The organotypic culture model originally developed by BH Gahwiler in Zurich (1981) was validated by Plenz and Kitai (1996a, b; Plenz et al. 1998), as a powerful tool for studying rat basal ganglia neurocircuitries. In this model, the pattern of neuronal innervation and neurocircuitry formation is moved back to an earlier stage, providing an opportunity to monitor under the microscope how neurites and processes look for their corresponding targets, establishing innervation plexuses, showing electrophysiological (Plenz and Kitai 1996b) and neurochemical (Gomez-Urquijo et al. 1999) features similar to those observed in vivo. The model has been used to demonstrate the effect of PA on the number and branching of tyrosine-hydroxylase-positive neurons, illustrating the vulnerability of the dopaminergic systems to PA (Morales et al. 2003; Klawitter et al. 2005, 2007). We have recently reported that the organotypic model allows evaluation of the effect of PA on postnatal vulnerability to oxidative stress, demonstrating an additive effect to that produced by PA on cells with neuronal and glial phenotype, prevented by systemic nicotinamide treatment 1 h after birth (Perez-Lobos et al. 2017).

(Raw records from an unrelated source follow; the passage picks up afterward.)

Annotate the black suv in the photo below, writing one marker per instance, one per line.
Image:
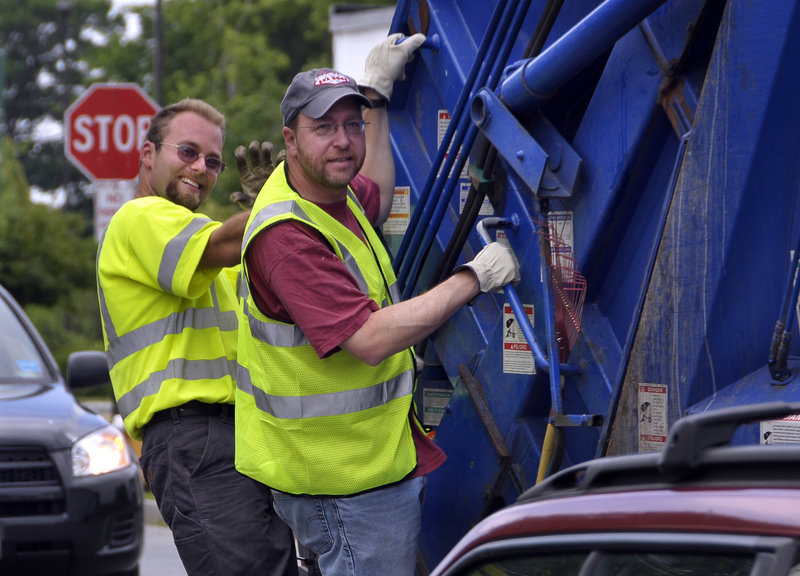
(709, 504)
(70, 486)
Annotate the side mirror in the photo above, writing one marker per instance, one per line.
(87, 369)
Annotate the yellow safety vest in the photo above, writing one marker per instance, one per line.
(306, 425)
(170, 330)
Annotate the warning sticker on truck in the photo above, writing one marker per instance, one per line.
(652, 417)
(435, 401)
(517, 354)
(784, 431)
(397, 223)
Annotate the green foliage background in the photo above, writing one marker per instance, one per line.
(239, 55)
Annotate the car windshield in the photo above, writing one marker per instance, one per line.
(20, 359)
(621, 564)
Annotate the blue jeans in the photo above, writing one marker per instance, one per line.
(370, 533)
(222, 521)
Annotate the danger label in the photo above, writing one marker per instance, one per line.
(517, 354)
(652, 415)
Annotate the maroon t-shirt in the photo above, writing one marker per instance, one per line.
(297, 278)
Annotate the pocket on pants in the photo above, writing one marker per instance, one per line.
(305, 515)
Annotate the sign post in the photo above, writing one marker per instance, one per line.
(104, 130)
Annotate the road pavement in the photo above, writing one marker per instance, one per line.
(159, 557)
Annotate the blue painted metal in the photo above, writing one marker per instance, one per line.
(668, 130)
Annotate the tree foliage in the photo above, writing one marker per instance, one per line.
(239, 55)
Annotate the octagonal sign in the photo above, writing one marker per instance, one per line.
(105, 128)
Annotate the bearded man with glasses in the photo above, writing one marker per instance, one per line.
(324, 411)
(166, 279)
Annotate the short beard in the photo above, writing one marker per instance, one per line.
(171, 193)
(316, 173)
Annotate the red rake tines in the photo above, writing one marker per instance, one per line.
(569, 285)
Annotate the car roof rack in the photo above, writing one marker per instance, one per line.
(698, 452)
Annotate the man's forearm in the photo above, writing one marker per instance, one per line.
(397, 327)
(224, 247)
(379, 161)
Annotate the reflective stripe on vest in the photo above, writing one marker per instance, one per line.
(332, 404)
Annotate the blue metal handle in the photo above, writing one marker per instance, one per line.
(432, 42)
(514, 301)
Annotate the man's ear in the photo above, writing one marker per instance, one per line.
(290, 138)
(147, 154)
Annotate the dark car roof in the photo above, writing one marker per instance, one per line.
(699, 484)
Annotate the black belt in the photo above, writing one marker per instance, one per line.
(193, 408)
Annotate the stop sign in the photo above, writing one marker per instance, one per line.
(105, 128)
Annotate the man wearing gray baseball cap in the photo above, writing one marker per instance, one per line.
(324, 409)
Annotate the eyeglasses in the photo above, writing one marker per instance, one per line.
(351, 128)
(189, 155)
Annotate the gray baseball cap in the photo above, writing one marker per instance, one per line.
(314, 92)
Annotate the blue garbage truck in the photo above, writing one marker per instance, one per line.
(642, 159)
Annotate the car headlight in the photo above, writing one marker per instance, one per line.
(100, 452)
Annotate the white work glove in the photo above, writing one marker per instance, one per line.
(494, 267)
(386, 63)
(252, 175)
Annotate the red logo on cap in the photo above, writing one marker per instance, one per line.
(331, 78)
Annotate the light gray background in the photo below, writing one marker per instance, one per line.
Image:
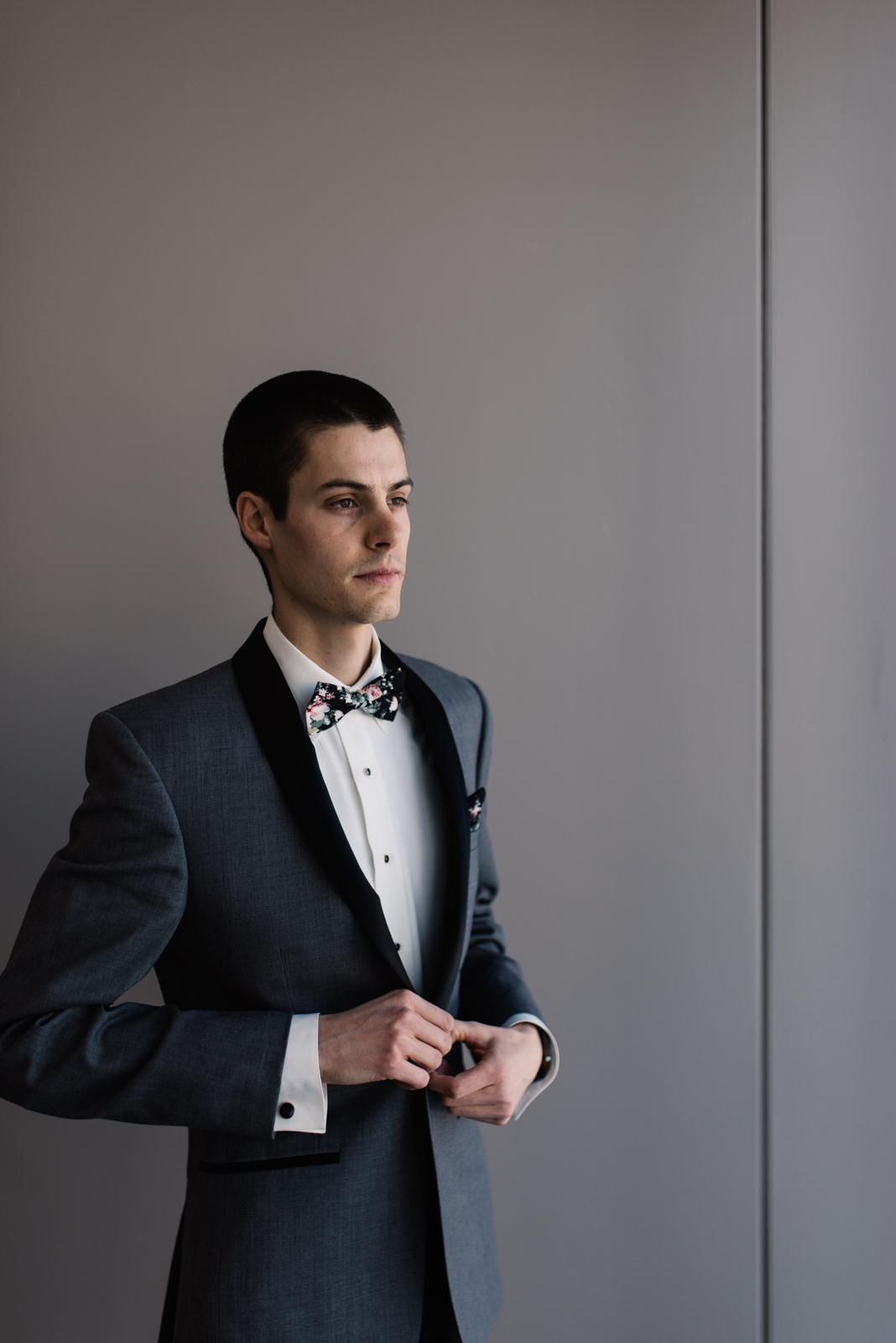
(833, 687)
(535, 227)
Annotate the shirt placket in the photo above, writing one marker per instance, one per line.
(357, 734)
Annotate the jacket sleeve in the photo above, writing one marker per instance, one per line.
(491, 982)
(100, 919)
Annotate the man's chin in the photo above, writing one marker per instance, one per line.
(380, 606)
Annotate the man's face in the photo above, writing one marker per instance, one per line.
(340, 552)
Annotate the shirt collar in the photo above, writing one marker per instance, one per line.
(302, 675)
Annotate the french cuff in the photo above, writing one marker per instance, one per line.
(535, 1088)
(302, 1105)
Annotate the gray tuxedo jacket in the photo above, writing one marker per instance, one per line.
(207, 846)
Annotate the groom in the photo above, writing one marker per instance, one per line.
(295, 841)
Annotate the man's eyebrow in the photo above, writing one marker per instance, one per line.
(358, 485)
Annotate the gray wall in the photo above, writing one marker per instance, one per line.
(833, 687)
(533, 225)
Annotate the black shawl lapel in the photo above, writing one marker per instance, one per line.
(290, 752)
(441, 739)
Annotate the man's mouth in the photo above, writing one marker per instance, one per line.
(380, 577)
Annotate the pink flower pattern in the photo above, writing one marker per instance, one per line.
(378, 698)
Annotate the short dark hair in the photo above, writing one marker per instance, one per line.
(267, 436)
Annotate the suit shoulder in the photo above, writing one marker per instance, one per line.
(208, 698)
(448, 685)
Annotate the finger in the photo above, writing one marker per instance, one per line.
(421, 1054)
(431, 1034)
(474, 1079)
(441, 1083)
(474, 1033)
(435, 1016)
(408, 1074)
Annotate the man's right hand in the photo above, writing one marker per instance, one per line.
(399, 1037)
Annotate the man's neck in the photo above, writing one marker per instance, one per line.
(344, 651)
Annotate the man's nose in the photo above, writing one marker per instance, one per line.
(385, 530)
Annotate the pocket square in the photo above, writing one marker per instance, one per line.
(475, 803)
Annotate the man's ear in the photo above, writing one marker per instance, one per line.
(253, 515)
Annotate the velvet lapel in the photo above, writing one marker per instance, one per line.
(290, 752)
(441, 740)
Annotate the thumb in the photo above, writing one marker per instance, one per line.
(472, 1033)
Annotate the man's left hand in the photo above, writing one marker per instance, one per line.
(508, 1060)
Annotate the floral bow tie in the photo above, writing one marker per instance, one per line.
(380, 698)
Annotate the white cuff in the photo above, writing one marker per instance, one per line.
(535, 1088)
(300, 1085)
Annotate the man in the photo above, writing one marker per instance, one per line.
(295, 841)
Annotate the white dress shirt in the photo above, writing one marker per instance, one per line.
(387, 798)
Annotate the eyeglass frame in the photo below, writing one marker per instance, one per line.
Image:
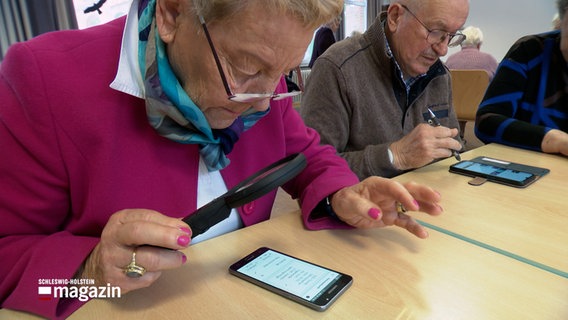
(242, 97)
(447, 35)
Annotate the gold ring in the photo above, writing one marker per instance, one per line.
(133, 270)
(400, 208)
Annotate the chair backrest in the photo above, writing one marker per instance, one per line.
(468, 89)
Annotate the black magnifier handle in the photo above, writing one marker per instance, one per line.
(247, 191)
(208, 216)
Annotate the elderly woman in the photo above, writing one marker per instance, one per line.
(111, 134)
(526, 104)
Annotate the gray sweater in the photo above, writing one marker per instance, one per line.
(357, 102)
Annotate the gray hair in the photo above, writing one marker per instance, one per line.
(311, 13)
(473, 36)
(562, 5)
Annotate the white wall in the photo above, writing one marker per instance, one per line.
(504, 21)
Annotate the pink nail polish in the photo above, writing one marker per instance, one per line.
(374, 213)
(183, 241)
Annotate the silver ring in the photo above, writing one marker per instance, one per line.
(400, 208)
(132, 270)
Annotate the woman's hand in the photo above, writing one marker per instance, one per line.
(155, 238)
(372, 203)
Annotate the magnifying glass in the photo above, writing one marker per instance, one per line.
(250, 189)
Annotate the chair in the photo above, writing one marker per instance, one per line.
(468, 89)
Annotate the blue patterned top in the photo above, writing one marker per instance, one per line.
(528, 96)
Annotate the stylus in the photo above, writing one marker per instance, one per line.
(433, 121)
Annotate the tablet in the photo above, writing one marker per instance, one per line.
(500, 171)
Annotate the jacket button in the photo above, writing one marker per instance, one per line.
(249, 208)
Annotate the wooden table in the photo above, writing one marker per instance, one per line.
(396, 275)
(531, 223)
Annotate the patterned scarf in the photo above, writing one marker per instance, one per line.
(170, 110)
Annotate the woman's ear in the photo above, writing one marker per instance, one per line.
(167, 12)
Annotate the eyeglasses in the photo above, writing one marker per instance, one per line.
(241, 97)
(439, 36)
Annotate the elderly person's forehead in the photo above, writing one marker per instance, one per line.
(311, 13)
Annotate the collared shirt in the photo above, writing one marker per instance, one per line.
(128, 79)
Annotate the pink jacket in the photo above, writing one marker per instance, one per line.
(74, 151)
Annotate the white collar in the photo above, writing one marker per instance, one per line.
(128, 77)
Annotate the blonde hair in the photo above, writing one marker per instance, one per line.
(311, 13)
(473, 37)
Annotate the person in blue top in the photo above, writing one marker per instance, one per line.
(526, 104)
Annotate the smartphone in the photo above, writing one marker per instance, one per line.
(309, 284)
(500, 171)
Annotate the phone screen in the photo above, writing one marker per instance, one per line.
(489, 170)
(315, 286)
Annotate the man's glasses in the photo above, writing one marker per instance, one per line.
(242, 97)
(439, 36)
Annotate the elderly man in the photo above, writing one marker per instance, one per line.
(369, 95)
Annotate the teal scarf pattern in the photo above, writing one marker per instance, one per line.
(168, 107)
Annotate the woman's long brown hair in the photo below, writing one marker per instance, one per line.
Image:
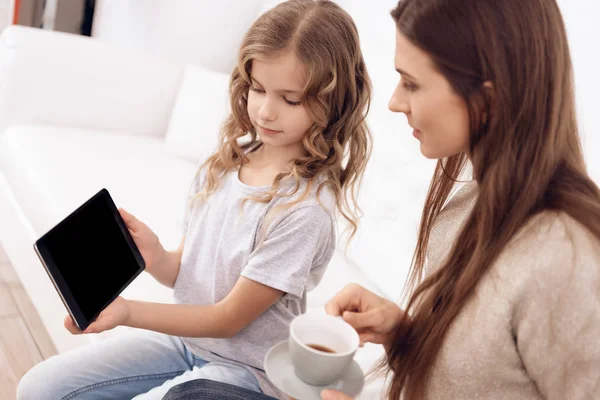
(524, 147)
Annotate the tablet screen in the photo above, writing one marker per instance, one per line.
(92, 254)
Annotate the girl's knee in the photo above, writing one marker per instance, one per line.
(41, 382)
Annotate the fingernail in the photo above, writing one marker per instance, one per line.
(327, 395)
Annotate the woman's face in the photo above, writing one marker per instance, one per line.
(437, 114)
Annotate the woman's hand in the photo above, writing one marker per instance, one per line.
(374, 318)
(112, 316)
(145, 239)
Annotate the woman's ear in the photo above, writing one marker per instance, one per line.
(489, 94)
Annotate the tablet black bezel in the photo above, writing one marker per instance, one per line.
(55, 275)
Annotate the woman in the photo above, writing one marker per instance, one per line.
(506, 274)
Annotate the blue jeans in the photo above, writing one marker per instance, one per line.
(142, 365)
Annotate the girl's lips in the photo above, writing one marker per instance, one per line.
(268, 131)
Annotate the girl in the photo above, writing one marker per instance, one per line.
(259, 231)
(508, 306)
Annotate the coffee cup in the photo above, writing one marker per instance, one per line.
(321, 347)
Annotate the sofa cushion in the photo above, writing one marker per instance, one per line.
(200, 109)
(53, 170)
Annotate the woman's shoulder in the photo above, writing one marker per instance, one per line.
(552, 246)
(556, 228)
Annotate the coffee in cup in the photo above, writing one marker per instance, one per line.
(321, 347)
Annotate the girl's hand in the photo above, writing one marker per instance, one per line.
(374, 318)
(334, 395)
(112, 316)
(146, 240)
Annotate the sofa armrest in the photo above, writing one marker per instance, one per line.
(79, 82)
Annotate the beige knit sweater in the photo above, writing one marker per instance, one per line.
(532, 328)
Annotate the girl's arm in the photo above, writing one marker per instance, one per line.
(247, 300)
(166, 266)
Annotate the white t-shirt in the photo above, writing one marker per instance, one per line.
(221, 245)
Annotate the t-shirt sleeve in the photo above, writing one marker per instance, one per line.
(297, 247)
(194, 188)
(557, 322)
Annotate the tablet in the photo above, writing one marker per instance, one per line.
(90, 257)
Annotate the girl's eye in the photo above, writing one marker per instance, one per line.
(409, 87)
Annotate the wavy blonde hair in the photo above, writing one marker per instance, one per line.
(337, 96)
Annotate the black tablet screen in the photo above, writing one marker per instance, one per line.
(92, 255)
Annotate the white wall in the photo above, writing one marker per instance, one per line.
(583, 31)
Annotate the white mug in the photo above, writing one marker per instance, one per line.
(321, 348)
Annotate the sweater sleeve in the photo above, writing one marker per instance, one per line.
(556, 319)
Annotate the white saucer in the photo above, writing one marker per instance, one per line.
(279, 369)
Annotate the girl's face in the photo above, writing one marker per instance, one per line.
(274, 106)
(437, 114)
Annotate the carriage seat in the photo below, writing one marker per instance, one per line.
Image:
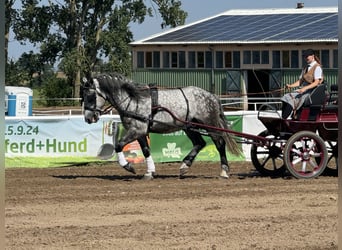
(313, 104)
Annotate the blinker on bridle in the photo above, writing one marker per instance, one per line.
(91, 87)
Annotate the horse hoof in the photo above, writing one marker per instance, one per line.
(183, 169)
(224, 175)
(148, 176)
(129, 168)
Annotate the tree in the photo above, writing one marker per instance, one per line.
(9, 16)
(79, 33)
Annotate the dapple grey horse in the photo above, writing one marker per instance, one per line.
(146, 110)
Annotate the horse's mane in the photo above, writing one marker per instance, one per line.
(118, 81)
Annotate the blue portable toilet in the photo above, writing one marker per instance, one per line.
(18, 101)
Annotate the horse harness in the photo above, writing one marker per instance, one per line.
(155, 107)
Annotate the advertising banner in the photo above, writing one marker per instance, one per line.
(58, 141)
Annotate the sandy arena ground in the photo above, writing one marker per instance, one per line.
(101, 206)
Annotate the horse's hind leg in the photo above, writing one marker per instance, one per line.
(221, 148)
(147, 154)
(198, 143)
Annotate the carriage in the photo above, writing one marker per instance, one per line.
(305, 146)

PA provides a framework to address a fundamental issue affecting long-term CNS plasticity. The perinatal insult triggers a domino-like sequence of events making the developing individual vulnerable to recurrent adverse conditions, decreasing his/her coping repertoire because of a relevant insult occurring at birth (Marriott et al. 2017). The issue of the short- and long-term consequences of PA has heuristic relevance, since PA implicates a long-term biological vulnerability that fully depends on the severity of an insult occurring at birth, independently of any genetic or clinical predisposition (Sahin and Sur 2015; Jain et al. 2017). Indeed, by definition, PA (an environmentally dependent variable) refers to an unexpected interruption of oxygen at the time of delivery, when labour has already begun. Therefore, no genetic factor, malformation, or prematurity is included in the clinical entity of PA, which is defined as a specific metabolic/energetic insult related, first, to the delay and/or interruption of autonomous breathing, and, second, to re-oxygenation, a requirement for survival.